My son has always experimented with stuff. I think he got that part from me. During the school holidays, we are always trying new stuff. We experiment with food recipes, always trying out new destinations, always trying to make things from everyday found-in-the-home materials.

Whenever he'd ask me a question on how something works, I'd show him. If I did not know, we'd find out together. Once he had an idea of how to figure his way around, I'd let him figure out his experiment himself.

As long as he cleaned up after himself, and never experimented dangerously, I let him. I always told him the danger that was inherent in the experiment that he was engaged in. 'Be careful, the knife/or razor blade can cut you and taper your main blood vessels.'

"You want to use the candle where it will not catch fire when left unattended to, even briefly. The fire may snowball into an inferno and burn our house down." Whatever there was a danger that the experiment showed, I articulated it on a need-by-need basis.

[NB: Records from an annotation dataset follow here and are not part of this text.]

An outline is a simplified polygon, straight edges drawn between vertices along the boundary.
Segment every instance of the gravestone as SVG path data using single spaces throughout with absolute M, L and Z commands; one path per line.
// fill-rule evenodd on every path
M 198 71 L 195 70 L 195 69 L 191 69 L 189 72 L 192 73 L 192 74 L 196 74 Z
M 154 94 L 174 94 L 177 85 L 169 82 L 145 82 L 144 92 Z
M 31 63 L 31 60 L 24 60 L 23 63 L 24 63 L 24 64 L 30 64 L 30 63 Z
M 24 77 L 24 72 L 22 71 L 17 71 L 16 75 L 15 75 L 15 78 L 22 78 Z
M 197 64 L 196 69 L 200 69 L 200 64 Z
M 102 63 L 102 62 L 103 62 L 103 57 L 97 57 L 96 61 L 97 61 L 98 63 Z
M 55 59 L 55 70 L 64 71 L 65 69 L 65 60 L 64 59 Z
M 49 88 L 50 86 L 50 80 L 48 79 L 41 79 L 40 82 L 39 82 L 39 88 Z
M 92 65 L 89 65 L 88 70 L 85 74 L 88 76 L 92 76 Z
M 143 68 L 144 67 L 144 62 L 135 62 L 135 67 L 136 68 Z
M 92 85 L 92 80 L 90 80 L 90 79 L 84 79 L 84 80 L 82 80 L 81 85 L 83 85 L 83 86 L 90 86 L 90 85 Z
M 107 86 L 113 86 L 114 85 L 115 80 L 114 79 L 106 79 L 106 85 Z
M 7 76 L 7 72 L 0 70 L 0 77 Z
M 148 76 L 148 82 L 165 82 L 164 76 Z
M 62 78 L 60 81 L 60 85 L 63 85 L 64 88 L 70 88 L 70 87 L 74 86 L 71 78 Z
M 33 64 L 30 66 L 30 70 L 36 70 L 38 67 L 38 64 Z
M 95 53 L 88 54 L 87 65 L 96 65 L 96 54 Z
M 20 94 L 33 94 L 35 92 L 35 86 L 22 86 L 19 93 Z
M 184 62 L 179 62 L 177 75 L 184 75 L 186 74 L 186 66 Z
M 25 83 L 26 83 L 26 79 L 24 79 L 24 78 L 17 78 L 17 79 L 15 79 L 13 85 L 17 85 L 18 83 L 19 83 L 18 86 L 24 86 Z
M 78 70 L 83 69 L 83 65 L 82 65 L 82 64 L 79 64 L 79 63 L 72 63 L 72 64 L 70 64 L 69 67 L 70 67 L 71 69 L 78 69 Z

Until the other day he decided to experiment without asking prior. I was sitting in the living room, reading while he was preparing breakfast. Then there was a huge spark of white light, and the clinking of a butter knife falling back into the kitchen sink.

"What happened? What was that?" I got up to check. He just looks at me. "What just happened?" I demanded.

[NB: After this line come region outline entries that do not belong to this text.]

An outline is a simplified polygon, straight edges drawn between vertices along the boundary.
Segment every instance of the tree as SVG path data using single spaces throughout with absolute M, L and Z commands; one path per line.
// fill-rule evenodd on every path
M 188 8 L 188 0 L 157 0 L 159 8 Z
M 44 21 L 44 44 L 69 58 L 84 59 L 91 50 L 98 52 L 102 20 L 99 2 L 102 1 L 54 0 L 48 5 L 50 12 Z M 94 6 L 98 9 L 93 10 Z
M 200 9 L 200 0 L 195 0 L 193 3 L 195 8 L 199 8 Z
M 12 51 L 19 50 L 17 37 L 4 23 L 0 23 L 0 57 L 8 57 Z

"I put the butter knife inside the bread toaster on one of the wires to check if it has 'shock.'" He responds, looking between being scared and curious.

"Excuse me? And what did you find?' I asked, surprised at how my anger quickly changed into curiosity. I mean, wasn't I supposed to be livid at this type of experiment that could be fatal?

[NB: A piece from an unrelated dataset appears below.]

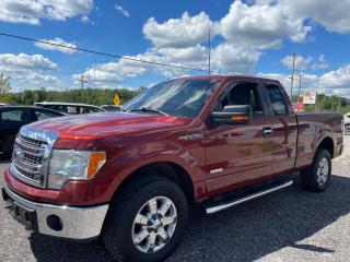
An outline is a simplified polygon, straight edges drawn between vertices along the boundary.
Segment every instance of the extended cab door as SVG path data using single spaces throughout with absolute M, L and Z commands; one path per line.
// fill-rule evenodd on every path
M 267 111 L 262 86 L 254 82 L 229 84 L 212 108 L 250 105 L 252 122 L 215 126 L 206 122 L 205 148 L 209 194 L 231 191 L 270 178 L 272 119 Z
M 265 84 L 265 95 L 272 117 L 272 176 L 291 171 L 296 157 L 298 122 L 284 88 Z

"There was a white spark when I inserted the butter knife between the wires that toast the bread. It flew from my hand on impact. No electric current passed through me," he answered.

My interest at this phenomenon was piqued. What would have happened? Why didn't he get shocked? I checked the toaster. It would still plunge the bread down but the wires did not get hot. Something had happened all right, but more importantly, why didn't the electric current pass through him?

"Why do you think you didn't get shocked?" I asked aloud, not expecting an answer from him. It was more of an inquiry. All I had leaned for my physics class started flooding back. Did the action shot circuit the wires to cut off the electric current? Was he wearing rubber slippers?

Yes he was. Was that the reason the current did not pass? Maybe. Do I need to tell him this fact? Maybe, but that would just make him bolder. I wasn't willing to take that risk.

I told him about the dangers of playing with electricity. I acknowledged that curiosity is a key component in learning or answering questions, but the same rules apply. If he doesn't know about something, he needs to ask. Yes, experiencing the shock is a very different kind of answer compared to being told about it, I know, but it's possible to take a calculated risk.

Trust my son to seize the opportunity to ask how electricity works, why there's a red, blue and green wire. I'm now looking for an electrician to answer him both in theory and practice, because I do not believe in stifling curiosity just because it has a danger to it.

Come to think of it, is there anything that is 100 percent foul proof?